ONRECORD is all about giving a voice to those who otherwise will not be heard.  We are working to help those in difficulty to prepare evidence and present it in a way that gets attention and results.

We have spent the last few months talking to key people around the UK who are in contact with victims and survivors in different walks of life who have been ignored.  We want to understand who they are, how their stories get suppressed and who is trying to give them a voice.

Take the children of Rochdale and other British cities who were groomed and then sexually exploited and whose situation was discounted, minimised and ignored by those who should have protected them.  Listen to Maggie Oliver who has devoted enormous energy to getting their experiences out in the open.

Neil McMurray is a fisherman on Jersey who is risking his freedom by blogging about the cover-up on the island of child rape and sexual abuse.  Others who have spoken out about the scandal have been imprisoned, made bankrupt, lost their jobs and, one or another way silenced.

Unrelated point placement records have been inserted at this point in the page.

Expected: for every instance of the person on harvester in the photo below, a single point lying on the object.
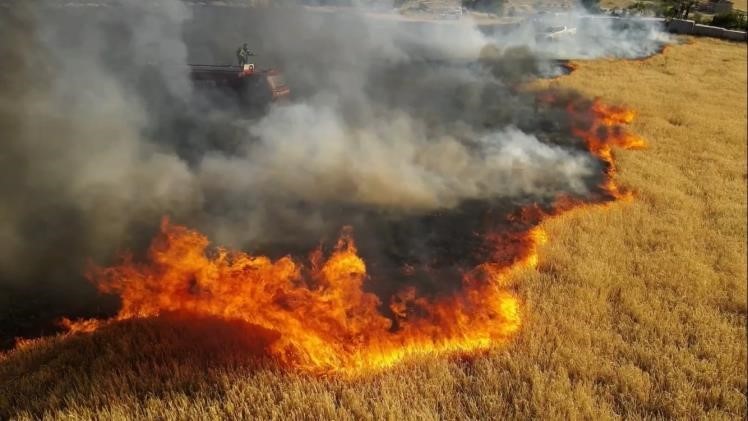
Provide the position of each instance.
(243, 54)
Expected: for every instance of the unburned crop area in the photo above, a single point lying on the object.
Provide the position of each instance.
(637, 309)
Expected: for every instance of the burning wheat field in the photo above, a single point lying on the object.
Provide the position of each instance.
(377, 219)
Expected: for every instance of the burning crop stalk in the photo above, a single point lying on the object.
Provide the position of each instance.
(325, 320)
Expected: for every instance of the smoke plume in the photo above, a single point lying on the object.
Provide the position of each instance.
(102, 131)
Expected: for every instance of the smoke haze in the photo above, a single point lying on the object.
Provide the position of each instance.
(102, 132)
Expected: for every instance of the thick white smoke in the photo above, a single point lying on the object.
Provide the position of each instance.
(382, 118)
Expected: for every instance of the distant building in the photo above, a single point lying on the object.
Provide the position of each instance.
(722, 7)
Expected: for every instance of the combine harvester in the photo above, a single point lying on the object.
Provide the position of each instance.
(249, 89)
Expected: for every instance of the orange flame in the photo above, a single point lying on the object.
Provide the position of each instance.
(325, 320)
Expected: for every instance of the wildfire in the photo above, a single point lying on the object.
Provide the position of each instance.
(325, 320)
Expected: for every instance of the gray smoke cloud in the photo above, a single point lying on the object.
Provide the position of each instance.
(103, 133)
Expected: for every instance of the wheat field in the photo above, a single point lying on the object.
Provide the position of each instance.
(638, 310)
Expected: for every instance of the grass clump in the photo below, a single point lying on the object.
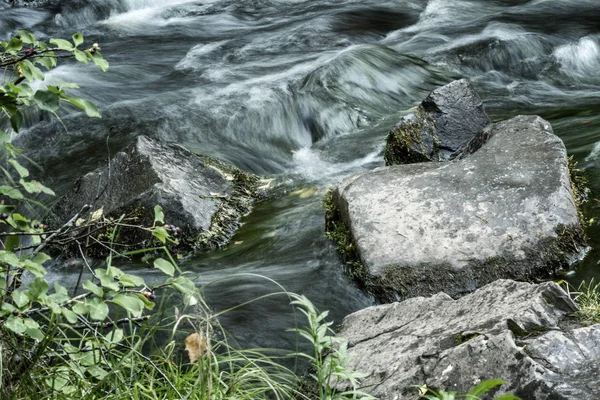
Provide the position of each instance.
(587, 297)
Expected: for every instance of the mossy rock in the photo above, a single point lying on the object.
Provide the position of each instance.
(439, 128)
(203, 198)
(507, 210)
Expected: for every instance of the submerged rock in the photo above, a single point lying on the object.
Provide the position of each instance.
(505, 209)
(201, 196)
(505, 330)
(442, 124)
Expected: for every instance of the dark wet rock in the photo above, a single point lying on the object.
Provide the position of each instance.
(506, 330)
(201, 196)
(442, 124)
(504, 209)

Neil explains how all the attempts to investigate child abuse on the island were sabotaged by those appointed to positions of authority.  Those people are representatives of the Queen who owns Jersey.

In our second interview Neil explains how, under the unusual constitution of Jersey, the Queen’s appointees abuse their power by suppressing any publicity about the rape and sexual abuse of children in order to protect the financial goings-on in this tax haven which is part of the British Isles.

 

We also interviewed Siobhan Weare, of Lancaster University Law School, about her research into men who are forced to penetrate women.  This kind of experience is hardly ever acknowledged, rarely admitted to by the victims and if it is spoken about at all, is usually dismissed as a joke.  The truth is very different.  Siobhan explains how being ‘forced to penetrate’ is part of the wider hidden problem of domestic abuse of men by women and is one of the most psychologically damaging experiences men can have.

LIam Allan describes how he was deliberately set up by the police to meet their need for rape convictions in a case based on entirely fabricated evidence.  The police hid the evidence that the allegations were untrue and he was only saved from prison by a remarkable intervention by his barrister on the third day of his trial.  Without her help, he would have been another wrong conviction, locked up without the truth being heard.

We at ONRECORD believe that being able to prepare and present your evidence effectively is key to getting heard and making your case, especially if others are trying to prevent you from being heard.  The ONRECORD app, by storing good quality and detailed evidence online, which can be securely shared with  professionals, provides the best opportunity for anyone to penetrate the resistance to them being heard.  Sadly, as we have shown in these interviews, there are plenty of powerful figures, such as those suppressing the information about child abuse on the British mainland and the Channel Islands, who will try to silence victims.  In the end, though, being able to present your evidence clearly and share it securely is the most effective way of ensuring that cover-ups are uncovered and the guilty face justice.